More importantly, Blogger is an old and tired platform, It’s increasingly unpleasant to use: I have to manipulate the HTML to make the posts look half decent. I had to add code to comply with GDPR, but as a result my own domain, coppolacomment.com, can’t be found on search engines now, though individual blogposts can. And Blogger is withdrawing the subscribe by email facility in July 2021. It’s almost as if Google doesn’t want to maintain a CMS for casual bloggers any more. So I am thinking of shutting down this site. Not to throw away what I have done in the last decade, but to draw a line under it and move on, at least to a better platform.

The last ten years have been a blast. I have learned an immense amount, and achieved more than I ever imagined possible. I am no longer the singing teacher from Kent who knew a bit about banking and was surprised to find she could write. I’m a professional writer, a published author and an acknowledged expert on banking, finance and monetary economics. In a way, I really have become Goliath. I am proud of that, and immensely grateful to all the people who have helped me along the way.

But I am also still David.
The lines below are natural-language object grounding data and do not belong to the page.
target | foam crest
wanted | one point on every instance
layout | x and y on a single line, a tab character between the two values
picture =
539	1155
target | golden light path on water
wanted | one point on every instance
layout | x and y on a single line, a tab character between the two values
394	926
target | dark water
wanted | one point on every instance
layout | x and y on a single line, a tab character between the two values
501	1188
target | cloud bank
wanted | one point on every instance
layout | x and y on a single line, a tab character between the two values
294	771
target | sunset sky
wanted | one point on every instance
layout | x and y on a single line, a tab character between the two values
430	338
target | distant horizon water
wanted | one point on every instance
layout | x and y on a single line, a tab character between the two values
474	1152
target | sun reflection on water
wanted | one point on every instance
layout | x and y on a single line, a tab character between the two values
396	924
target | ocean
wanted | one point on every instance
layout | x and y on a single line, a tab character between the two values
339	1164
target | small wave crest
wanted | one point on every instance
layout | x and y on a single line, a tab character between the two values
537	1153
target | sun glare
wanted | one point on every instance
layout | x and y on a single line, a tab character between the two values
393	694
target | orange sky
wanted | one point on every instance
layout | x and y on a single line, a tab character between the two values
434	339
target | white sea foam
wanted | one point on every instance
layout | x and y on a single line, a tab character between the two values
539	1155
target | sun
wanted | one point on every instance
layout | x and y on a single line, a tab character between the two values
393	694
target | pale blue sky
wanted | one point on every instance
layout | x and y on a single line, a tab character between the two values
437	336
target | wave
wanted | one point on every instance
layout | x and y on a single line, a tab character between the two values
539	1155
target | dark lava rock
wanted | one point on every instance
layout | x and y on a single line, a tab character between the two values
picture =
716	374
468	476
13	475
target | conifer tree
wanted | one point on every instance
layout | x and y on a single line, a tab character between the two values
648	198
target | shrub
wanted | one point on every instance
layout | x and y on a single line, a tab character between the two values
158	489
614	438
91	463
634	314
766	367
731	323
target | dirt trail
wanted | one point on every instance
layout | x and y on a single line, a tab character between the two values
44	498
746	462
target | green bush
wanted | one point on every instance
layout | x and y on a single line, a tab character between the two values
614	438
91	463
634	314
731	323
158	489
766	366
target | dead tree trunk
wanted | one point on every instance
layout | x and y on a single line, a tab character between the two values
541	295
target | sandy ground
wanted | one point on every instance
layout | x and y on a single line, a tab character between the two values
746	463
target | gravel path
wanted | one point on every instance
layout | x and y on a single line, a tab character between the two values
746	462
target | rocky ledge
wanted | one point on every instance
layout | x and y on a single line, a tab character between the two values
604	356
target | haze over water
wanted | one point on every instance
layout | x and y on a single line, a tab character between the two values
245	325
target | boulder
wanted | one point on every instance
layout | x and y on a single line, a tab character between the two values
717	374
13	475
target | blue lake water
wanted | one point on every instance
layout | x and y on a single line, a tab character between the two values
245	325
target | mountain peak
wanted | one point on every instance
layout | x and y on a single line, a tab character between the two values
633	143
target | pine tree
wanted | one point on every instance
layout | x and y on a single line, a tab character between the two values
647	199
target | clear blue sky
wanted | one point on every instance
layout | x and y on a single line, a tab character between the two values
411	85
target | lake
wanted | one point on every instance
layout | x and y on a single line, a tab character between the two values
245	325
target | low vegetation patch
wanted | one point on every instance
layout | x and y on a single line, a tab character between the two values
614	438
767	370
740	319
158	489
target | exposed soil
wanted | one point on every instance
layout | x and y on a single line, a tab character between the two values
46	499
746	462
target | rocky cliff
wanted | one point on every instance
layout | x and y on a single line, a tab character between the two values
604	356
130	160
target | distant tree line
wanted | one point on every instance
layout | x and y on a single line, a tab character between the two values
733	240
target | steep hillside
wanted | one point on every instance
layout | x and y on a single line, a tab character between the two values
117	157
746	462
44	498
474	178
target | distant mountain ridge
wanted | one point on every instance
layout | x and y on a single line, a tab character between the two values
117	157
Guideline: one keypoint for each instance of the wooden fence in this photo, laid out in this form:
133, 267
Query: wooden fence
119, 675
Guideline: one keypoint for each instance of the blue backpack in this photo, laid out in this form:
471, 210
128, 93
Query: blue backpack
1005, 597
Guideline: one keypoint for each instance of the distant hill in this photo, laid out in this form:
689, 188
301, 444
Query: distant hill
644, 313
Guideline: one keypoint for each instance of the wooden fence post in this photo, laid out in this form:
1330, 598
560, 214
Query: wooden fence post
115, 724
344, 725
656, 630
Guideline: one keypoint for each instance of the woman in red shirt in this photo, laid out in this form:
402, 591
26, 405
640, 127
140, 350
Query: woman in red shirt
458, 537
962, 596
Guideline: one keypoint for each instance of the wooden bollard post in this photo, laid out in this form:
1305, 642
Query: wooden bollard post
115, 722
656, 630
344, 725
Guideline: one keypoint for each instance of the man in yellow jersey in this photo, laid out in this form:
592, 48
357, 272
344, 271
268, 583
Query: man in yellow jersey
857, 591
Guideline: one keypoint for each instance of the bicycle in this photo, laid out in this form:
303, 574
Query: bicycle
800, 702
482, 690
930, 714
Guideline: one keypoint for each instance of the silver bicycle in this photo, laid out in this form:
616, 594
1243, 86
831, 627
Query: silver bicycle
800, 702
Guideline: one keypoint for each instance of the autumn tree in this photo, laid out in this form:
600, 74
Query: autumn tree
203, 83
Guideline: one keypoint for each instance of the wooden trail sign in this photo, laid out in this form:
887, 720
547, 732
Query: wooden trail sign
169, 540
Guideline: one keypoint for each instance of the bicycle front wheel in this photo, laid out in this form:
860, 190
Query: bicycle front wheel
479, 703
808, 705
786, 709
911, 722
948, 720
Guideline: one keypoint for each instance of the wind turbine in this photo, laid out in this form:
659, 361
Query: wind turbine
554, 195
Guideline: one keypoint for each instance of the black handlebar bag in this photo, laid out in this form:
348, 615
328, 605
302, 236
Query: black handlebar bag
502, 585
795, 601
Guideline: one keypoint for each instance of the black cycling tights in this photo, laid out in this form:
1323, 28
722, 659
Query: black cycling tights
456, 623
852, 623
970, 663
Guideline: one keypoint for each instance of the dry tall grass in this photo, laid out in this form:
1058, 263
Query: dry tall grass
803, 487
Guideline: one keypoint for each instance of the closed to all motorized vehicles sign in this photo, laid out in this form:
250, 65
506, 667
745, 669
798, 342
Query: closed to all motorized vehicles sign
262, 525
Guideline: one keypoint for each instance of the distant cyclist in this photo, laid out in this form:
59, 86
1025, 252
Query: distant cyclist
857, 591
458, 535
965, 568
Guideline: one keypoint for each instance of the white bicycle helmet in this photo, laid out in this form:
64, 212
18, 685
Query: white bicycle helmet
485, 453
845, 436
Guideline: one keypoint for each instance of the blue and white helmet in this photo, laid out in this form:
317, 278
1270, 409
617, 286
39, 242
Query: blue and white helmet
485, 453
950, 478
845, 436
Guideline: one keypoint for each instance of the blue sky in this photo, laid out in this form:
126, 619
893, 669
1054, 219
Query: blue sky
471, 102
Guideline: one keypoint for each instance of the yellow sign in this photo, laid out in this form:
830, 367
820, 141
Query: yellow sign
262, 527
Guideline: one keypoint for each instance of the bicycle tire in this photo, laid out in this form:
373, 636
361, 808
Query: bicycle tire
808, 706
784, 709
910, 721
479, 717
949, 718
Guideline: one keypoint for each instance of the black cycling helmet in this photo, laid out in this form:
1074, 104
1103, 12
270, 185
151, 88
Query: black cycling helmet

I still scrape a living from freelance writing, singing and teaching: senior jobs in central banking, thinktanks and financial publications have entirely passed me by. And I still want to slay the resurgent Goliaths. Indeed, I’m currently writing a book called “The Absolute Essentials of Banking”, because even now, more than a decade after the financial crisis, people still don’t understand how banks work. And I continue to wield my slingshot on the internet, even though I really prefer being in the garden. Some things are too important to give up.